Luo S, Shaw WM, Ashraf J, Murphy CT. TGF-beta Sma/Mab signaling mutations uncouple reproductive aging from somatic aging.
PLoS Genet 2009;
5:e1000789. [PMID:
20041217 PMCID:
PMC2791159 DOI:
10.1371/journal.pgen.1000789]
[Citation(s) in RCA: 94] [Impact Index Per Article: 6.3] [Reference Citation Analysis] [Abstract] [Track Full Text] [Download PDF] [Figures] [Journal Information] [Subscribe] [Scholar Register] [Received: 08/07/2009] [Accepted: 11/24/2009] [Indexed: 01/07/2023] Open
Abstract
Female reproductive cessation is one of the earliest age-related declines humans experience, occurring in mid-adulthood. Similarly, Caenorhabditis elegans' reproductive span is short relative to its total life span, with reproduction ceasing about a third into its 15–20 day adulthood. All of the known mutations and treatments that extend C. elegans' reproductive period also regulate longevity, suggesting that reproductive span is normally linked to life span. C. elegans has two canonical TGF-ß signaling pathways. We recently found that the TGF-ß Dauer pathway regulates longevity through the Insulin/IGF-1 Signaling (IIS) pathway; here we show that this pathway has a moderate effect on reproductive span. By contrast, TGF-ß Sma/Mab signaling mutants exhibit a substantially extended reproductive period, more than doubling reproductive span in some cases. Sma/Mab mutations extend reproductive span disproportionately to life span and act independently of known regulators of somatic aging, such as Insulin/IGF-1 Signaling and Dietary Restriction. This is the first discovery of a pathway that regulates reproductive span independently of longevity and the first identification of the TGF-ß Sma/Mab pathway as a regulator of reproductive aging. Our results suggest that longevity and reproductive span regulation can be uncoupled, although they appear to normally be linked through regulatory pathways.

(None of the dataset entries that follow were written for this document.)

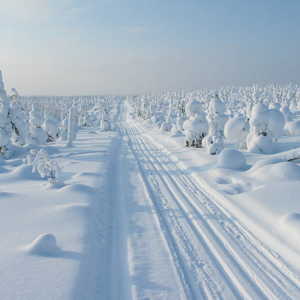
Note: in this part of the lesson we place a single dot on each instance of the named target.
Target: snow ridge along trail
(214, 256)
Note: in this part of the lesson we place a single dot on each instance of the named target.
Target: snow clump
(44, 245)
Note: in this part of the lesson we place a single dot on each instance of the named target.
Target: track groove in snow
(215, 256)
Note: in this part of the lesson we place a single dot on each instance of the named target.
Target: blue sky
(113, 46)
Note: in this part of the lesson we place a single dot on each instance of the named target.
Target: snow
(127, 211)
(44, 245)
(231, 159)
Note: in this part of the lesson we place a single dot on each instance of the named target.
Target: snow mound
(24, 172)
(231, 159)
(282, 171)
(44, 245)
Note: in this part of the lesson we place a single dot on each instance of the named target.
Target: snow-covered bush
(236, 130)
(293, 128)
(105, 121)
(261, 144)
(266, 125)
(46, 167)
(195, 129)
(214, 142)
(37, 133)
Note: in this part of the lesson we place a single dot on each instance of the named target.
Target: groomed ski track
(204, 251)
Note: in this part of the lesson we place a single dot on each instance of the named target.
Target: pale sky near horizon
(68, 47)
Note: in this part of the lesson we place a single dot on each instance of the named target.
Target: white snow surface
(139, 216)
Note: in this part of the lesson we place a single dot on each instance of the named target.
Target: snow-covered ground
(139, 216)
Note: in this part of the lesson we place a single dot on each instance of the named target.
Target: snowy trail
(214, 256)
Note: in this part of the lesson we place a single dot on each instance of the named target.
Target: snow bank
(282, 171)
(44, 245)
(231, 159)
(291, 222)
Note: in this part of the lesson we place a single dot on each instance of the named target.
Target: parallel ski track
(214, 255)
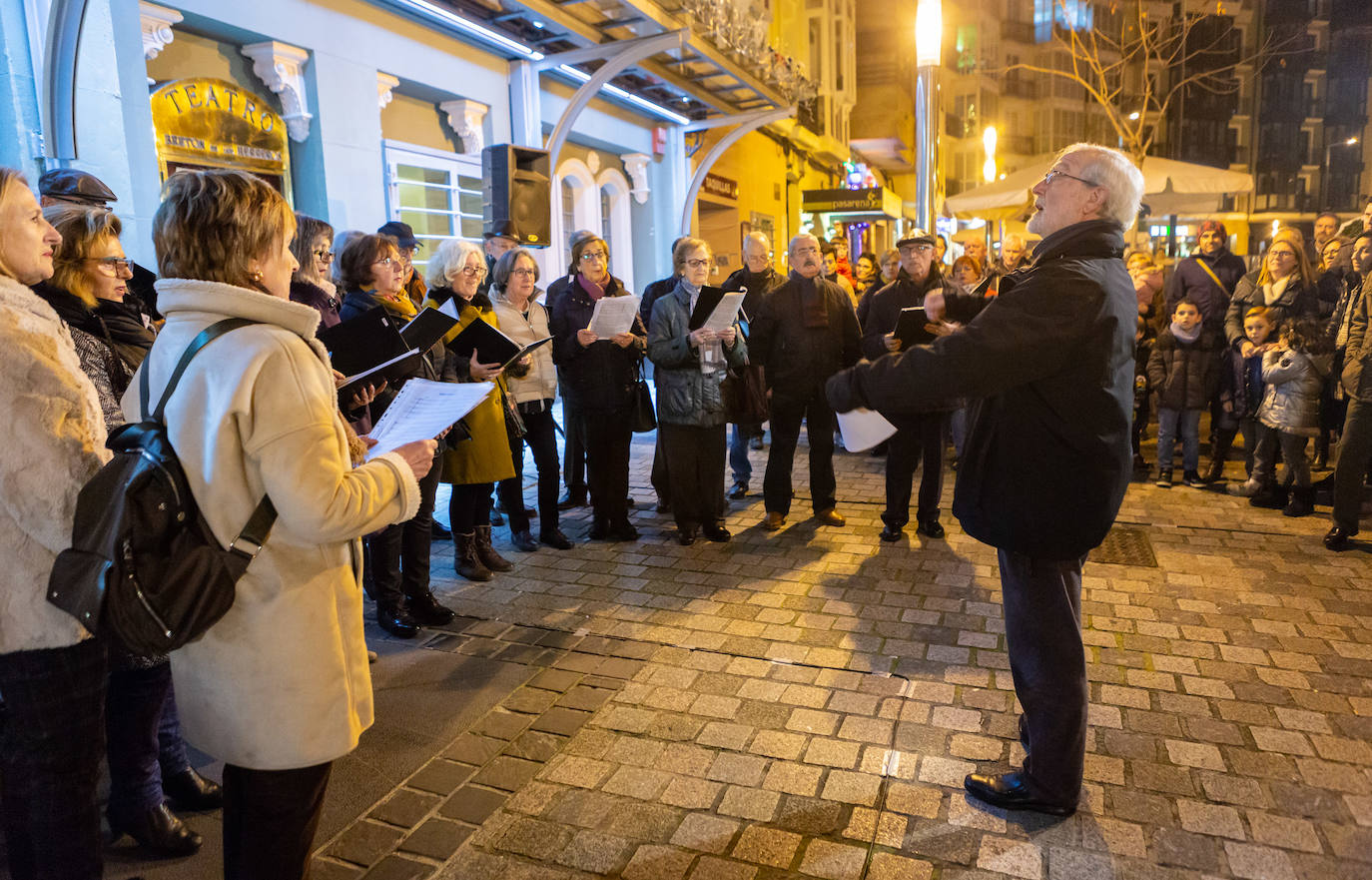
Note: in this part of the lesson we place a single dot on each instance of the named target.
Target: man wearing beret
(1048, 366)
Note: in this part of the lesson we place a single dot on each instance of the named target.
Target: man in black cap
(405, 241)
(499, 239)
(918, 436)
(68, 186)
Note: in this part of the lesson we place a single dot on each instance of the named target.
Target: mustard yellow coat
(486, 457)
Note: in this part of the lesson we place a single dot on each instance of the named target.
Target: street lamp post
(1324, 172)
(928, 54)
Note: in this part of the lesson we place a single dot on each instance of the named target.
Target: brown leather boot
(466, 560)
(487, 553)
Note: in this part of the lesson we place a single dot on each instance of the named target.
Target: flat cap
(73, 186)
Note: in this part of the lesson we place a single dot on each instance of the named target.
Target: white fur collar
(230, 301)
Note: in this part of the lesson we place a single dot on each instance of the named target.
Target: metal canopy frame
(630, 51)
(745, 123)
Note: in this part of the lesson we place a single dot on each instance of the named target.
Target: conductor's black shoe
(1010, 791)
(1336, 538)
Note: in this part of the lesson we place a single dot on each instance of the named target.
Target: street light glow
(929, 33)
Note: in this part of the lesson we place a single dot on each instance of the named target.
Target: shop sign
(877, 199)
(722, 187)
(217, 124)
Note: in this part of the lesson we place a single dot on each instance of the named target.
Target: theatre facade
(363, 112)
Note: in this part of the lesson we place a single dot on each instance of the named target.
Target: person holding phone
(918, 437)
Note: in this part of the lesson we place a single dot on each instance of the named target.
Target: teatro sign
(205, 123)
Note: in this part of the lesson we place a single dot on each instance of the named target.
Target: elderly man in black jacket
(804, 333)
(921, 436)
(1049, 367)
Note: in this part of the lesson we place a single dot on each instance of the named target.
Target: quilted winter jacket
(685, 395)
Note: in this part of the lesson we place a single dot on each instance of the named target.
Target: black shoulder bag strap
(254, 534)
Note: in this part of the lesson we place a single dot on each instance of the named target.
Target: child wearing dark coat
(1184, 371)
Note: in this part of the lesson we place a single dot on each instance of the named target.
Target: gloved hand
(844, 392)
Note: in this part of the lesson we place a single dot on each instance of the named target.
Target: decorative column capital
(635, 165)
(282, 66)
(465, 117)
(157, 28)
(384, 85)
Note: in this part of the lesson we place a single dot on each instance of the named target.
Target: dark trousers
(786, 415)
(660, 476)
(269, 821)
(133, 708)
(542, 440)
(51, 744)
(399, 554)
(1047, 662)
(608, 437)
(697, 475)
(918, 439)
(574, 449)
(1354, 451)
(470, 506)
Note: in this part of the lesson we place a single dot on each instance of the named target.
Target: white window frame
(454, 164)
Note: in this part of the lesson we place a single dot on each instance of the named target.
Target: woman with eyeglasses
(313, 249)
(472, 464)
(147, 756)
(1284, 285)
(531, 391)
(396, 556)
(598, 378)
(690, 410)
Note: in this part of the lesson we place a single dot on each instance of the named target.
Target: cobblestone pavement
(806, 703)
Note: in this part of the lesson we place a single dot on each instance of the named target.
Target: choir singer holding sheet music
(690, 408)
(470, 465)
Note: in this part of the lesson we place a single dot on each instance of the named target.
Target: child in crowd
(1294, 373)
(1184, 370)
(1240, 393)
(1141, 349)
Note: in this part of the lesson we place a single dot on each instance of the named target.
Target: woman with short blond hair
(279, 688)
(51, 670)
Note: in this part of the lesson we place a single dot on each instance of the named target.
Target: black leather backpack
(144, 565)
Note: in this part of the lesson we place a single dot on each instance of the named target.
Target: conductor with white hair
(1048, 366)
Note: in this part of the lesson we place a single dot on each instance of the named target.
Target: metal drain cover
(1125, 546)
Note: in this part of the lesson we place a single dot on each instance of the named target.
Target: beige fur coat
(54, 444)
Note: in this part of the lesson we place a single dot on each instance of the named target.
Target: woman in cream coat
(278, 688)
(51, 670)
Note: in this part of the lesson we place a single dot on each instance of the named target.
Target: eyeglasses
(1058, 172)
(114, 264)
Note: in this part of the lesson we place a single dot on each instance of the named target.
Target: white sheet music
(725, 312)
(863, 429)
(613, 316)
(422, 410)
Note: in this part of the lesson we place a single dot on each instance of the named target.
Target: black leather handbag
(642, 417)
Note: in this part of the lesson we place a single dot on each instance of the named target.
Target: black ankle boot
(158, 831)
(190, 791)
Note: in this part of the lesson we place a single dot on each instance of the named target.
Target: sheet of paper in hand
(863, 429)
(910, 327)
(422, 410)
(613, 316)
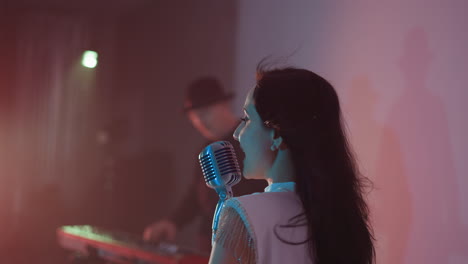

Female reproductive cessation is the earliest aging phenotype humans experience, and its importance as a clinical issue is growing as more women opt to have children later in life. While much work has been done to understand the general aging process, little is currently known about the regulation of reproductive aging. Like longevity, the ability to produce progeny with advanced age is likely to be genetically regulated. Thus, understanding the processes that regulate reproductive aging may allow us to address the problems of maternal age-related infertility and birth defects. C. elegans and humans both have long post-reproductive life spans, leaving open the possibility that their reproductive spans might be extendable. C. elegans has been used previously to discover conserved regulators of aging, and here we use worms to identify a new regulator of reproductive aging, a highly conserved TGF-ß signaling pathway. We find that TGF-ß signaling regulates reproductive aging independently of somatic aging. This is the first identification of a pathway that breaks the coupling that normally links the two processes. Our work will provide new insights into the improvement of human fertility and prevention of age-related birth defects, and it has implications for the evolutionary relationship between reproduction and longevity regulation.